003
Vielleicht sechs tausend Meilen fern von uns
Erglüht die sechste Stund', und diese Welt
Neigt schon den Schatten fast zur ebnen Fläche,
Forse semilia miglia di lontano
ci ferve l'ora sesta, e questo mondo
china già l'ombra quasi al letto piano,
006
Wenn uns so tief die Höh' der Himmelswölbung
Beginnt zu werden, daß gar mancher Stern
Den Schein verliert bis her zu unserm Grunde;
quando 'l mezzo del cielo, a noi profondo,
comincia a farsi tal, ch'alcuna stella
perde il parere infino a questo fondo;
009
Und wie alsdann die hellste Dienerin
Der Sonne weiter geht, schließt sich der Himmel
Von Bild zu Bild, bis auf das allerschönste.
e come vien la chiarissima ancella
del sol più oltre, così 'l ciel si chiude
di vista in vista infino a la più bella.
012
Auf gleiche Weis' erlosch auch der Triumph,
Der stets den Punkt, der mich besiegt, und welcher
Umschlossen scheint von jenem, was er einschließt,
Non altrimenti il trïunfo che lude
sempre dintorno al punto che mi vinse,
parendo inchiuso da quel ch'elli 'nchiude,
015
Umgaukelt, nach und nach vor meinen Blicken,
Weshalb mich Blendung so wie Liebe zwang,
Die Augen nach Beatrix hinzuwenden.
a poco a poco al mio veder si stinse:
per che tornar con li occhi a Bëatrice
nulla vedere e amor mi costrinse.
018
Wenn alles, was bisher ich von ihr sagte,
In einen Lobspruch man zusammenfaßte,
Zu wenig wär's, mir diesmal zu genügen.
Se quanto infino a qui di lei si dice
fosse conchiuso tutto in una loda,
poca sarebbe a fornir questa vice.
021
Die Schönheit, die ich sah, sie überschreitet
Nicht unser Maß nur, nein, ich glaube sicher,
Daß ganz sich ihrer nur ihr Schöpfer freue.

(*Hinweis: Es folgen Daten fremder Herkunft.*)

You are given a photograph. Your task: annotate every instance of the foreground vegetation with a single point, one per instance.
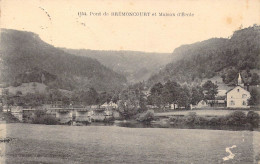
(111, 144)
(236, 118)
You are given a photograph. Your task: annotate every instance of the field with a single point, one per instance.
(112, 144)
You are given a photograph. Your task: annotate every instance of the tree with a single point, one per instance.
(184, 97)
(42, 78)
(156, 95)
(255, 80)
(170, 92)
(255, 98)
(211, 90)
(196, 95)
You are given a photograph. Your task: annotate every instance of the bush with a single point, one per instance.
(148, 116)
(236, 118)
(253, 118)
(190, 118)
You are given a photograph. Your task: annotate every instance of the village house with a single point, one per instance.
(238, 96)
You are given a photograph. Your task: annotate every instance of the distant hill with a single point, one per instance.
(214, 57)
(134, 65)
(26, 58)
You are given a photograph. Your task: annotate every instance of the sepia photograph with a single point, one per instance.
(129, 81)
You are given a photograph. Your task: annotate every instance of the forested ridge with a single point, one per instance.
(26, 58)
(215, 57)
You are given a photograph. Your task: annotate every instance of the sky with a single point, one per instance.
(58, 23)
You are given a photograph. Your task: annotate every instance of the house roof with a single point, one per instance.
(237, 87)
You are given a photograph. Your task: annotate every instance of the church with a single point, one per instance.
(238, 96)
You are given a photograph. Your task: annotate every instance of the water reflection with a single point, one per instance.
(136, 124)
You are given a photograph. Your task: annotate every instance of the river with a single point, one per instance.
(113, 144)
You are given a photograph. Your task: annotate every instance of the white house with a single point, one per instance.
(238, 96)
(109, 105)
(202, 104)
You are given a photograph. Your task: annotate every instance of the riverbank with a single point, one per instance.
(111, 144)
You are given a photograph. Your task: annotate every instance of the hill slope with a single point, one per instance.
(134, 65)
(26, 58)
(217, 56)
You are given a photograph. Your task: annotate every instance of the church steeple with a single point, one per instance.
(239, 80)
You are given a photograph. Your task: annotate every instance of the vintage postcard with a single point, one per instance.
(129, 81)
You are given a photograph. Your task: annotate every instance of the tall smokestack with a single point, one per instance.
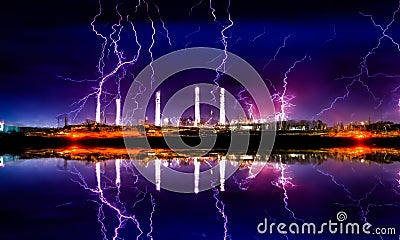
(196, 106)
(222, 107)
(158, 110)
(118, 112)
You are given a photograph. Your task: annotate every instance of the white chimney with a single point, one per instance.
(158, 110)
(222, 107)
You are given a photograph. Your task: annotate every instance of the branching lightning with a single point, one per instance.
(282, 97)
(363, 66)
(221, 209)
(108, 200)
(110, 49)
(284, 182)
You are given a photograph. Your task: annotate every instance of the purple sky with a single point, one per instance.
(42, 41)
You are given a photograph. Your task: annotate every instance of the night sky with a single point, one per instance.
(45, 43)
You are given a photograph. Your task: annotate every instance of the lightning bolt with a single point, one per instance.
(117, 69)
(220, 70)
(284, 182)
(282, 97)
(109, 201)
(277, 51)
(364, 71)
(220, 206)
(358, 202)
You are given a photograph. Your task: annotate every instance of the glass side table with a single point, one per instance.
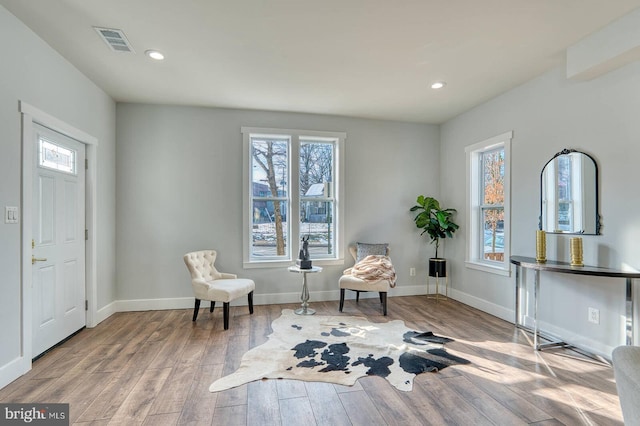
(304, 310)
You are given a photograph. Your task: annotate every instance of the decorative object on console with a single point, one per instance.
(304, 262)
(541, 246)
(436, 222)
(576, 251)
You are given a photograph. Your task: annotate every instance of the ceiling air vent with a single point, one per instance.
(115, 39)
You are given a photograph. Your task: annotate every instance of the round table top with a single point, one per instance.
(296, 268)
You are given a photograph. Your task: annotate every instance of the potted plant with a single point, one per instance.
(436, 222)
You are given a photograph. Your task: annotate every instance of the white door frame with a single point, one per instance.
(30, 115)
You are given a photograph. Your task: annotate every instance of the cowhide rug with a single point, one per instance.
(340, 349)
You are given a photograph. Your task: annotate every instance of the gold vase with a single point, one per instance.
(576, 251)
(541, 246)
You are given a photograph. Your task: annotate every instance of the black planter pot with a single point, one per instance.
(437, 267)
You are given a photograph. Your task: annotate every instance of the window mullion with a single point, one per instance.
(294, 193)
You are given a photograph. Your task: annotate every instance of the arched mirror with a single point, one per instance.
(569, 194)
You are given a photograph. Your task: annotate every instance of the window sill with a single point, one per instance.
(498, 269)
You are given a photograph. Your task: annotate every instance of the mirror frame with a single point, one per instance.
(566, 151)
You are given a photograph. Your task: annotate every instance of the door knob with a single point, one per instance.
(35, 259)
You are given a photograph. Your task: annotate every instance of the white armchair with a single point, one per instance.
(351, 282)
(209, 284)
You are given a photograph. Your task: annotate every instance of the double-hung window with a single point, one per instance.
(488, 164)
(292, 189)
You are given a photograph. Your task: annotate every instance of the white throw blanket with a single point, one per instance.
(374, 268)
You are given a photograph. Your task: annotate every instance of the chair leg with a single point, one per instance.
(225, 307)
(196, 309)
(383, 298)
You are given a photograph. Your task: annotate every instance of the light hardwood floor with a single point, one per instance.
(154, 368)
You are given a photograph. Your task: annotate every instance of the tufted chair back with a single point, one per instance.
(200, 265)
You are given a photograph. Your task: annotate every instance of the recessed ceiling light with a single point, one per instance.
(154, 54)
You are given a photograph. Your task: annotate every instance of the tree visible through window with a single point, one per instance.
(293, 176)
(493, 204)
(488, 204)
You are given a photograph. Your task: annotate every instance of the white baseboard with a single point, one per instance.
(580, 341)
(258, 299)
(14, 369)
(334, 295)
(484, 305)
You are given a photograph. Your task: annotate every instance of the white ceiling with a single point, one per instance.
(359, 58)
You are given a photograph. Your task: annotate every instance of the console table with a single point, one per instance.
(566, 268)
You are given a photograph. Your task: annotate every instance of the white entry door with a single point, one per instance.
(58, 262)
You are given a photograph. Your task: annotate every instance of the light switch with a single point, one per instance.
(10, 214)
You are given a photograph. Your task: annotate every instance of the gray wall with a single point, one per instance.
(31, 71)
(546, 115)
(179, 189)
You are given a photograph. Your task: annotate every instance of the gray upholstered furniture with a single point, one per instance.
(209, 284)
(349, 282)
(626, 367)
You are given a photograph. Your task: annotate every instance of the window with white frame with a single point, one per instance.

La bellezza ch'io vidi si trasmoda
non pur di là da noi, ma certo io credo
che solo il suo fattor tutta la goda.
024
Besiegt bekenn' ich mich von diesem Umstand,
Mehr als ein Komiker und ein Tragöde
Besiegt je ward von einem Punkt des Stoffes;
Da questo passo vinto mi concedo
più che già mai da punto di suo tema
soprato fosse comico o tragedo:
027
Denn wie die Sonn' ein sdhwächres Aug' entkräftet,
So lähmt auch mein Gedächtniß in sich selber
Die Rückerinnerung des süßen Lächelns.
ché, come sole in viso che più trema,
così lo rimembrar del dolce riso
la mente mia da me medesmo scema.
030
Vom ersten Tag, da ich in diesem Leben
Ihr Antlitz sahe, bis zu diesem Anblick,
Vermochte mein Gesang es darzustellen;
Dal primo giorno ch'i' vidi il suo viso
in questa vita, infino a questa vista,
non m'è il seguire al mio cantar preciso;
033
Nun muß davon ich abstehn, daß mein Dichten
Je weiter ihrer Schönheit folgen könne,
Wie von dem höchsten Ziele jeder Künstler;
ma or convien che mio seguir desista
più dietro a sua bellezza, poetando,
come a l'ultimo suo ciascuno artista.
036
So daß ich mächt'germ Ton sie überlasse,
Als dem aus meiner Tuba, die dem Ende
Des schwier'gen Gegenstandes nun sid nähert.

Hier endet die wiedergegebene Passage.